Posted By Cruise Market Watch ~ 29th November 2009
Cruise Market Watch releases 2010 cruise industry market statistics based on current economic conditions and anticipated new ship builds.
Among the 2010 highlights:
- Total worldwide cruise passenger capacity will increase 6.9% over 2009.
- Annualized total passengers carried worldwide in 2010 are estimated at 18.4 million.
- The total worldwide cruise market is estimated at $26.8 billion, a 7.4% increase from 2009.
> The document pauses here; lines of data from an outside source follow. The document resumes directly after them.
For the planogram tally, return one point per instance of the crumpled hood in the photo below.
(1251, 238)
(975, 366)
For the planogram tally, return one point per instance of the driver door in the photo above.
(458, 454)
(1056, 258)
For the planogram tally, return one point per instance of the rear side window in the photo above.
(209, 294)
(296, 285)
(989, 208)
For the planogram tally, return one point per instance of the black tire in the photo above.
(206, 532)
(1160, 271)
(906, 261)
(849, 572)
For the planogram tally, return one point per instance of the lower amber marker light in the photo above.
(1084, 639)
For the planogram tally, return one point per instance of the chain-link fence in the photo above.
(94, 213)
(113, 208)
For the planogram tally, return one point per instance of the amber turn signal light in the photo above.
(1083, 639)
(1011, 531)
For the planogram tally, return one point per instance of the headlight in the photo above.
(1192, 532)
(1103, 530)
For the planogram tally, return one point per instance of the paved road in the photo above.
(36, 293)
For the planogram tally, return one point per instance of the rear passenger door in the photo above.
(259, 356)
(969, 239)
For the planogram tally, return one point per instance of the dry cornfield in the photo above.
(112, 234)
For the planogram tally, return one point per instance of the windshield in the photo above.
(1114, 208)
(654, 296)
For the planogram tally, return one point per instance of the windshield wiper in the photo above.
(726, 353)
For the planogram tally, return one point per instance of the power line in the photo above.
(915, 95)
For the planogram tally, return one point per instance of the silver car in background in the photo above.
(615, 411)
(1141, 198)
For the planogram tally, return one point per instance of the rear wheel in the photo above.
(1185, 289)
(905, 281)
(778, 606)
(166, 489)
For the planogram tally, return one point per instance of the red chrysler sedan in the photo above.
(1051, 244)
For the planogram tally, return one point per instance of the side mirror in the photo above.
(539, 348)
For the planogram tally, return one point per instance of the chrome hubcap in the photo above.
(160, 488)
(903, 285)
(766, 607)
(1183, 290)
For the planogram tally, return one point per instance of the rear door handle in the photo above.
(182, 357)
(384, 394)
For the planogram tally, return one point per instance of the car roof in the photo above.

The majority of the increases are attributed to cruise lines significantly increasing passenger capacity with the addition of new ships. Additionally, pricing pressures to fill them in 2010 will be mitigated due to improved consumer confidence. Ticket prices and onboard spending are expected to improve modestly compared to 2009, although they will still remain below 2008 levels. Average cruise revenue per passenger (APCD) for 2010 for all cruise lines worldwide is projected to be $207.68, with $156.80 ticket price and $50.88 onboard spending. In addition, growth of international passengers will outpace North American cruise passenger growth on a percentage basis, and a weakening U.S. dollar will strengthen overseas earnings.
The combination of an attractive vacation value and marketing buzz surrounding new ship designs will provide opportunity to introduce new cruisers to the cruising experience. This will stimulate market growth for the industry through 2013. The end of 2013 projects passengers carried to reach 21.3 million, a 15.7% increase from 2010.
With cruise line stocks Carnival Corp (NYSE: CCL) and Royal Caribbean (NYSE: RCL) trading over 50% and 150% above their price 52-weeks ago (and even further above March 2009 lows) most of these positives are already baked into current share prices although events are still bullish long term for the industry. All the cruise ships in the entire world filled at capacity all year long still only amount to less than ½ of the total number of visitors to Las Vegas – that single city in the desert. The flexibility to move the ships to match demand and where the best yields can be achieved is a distinct advantage.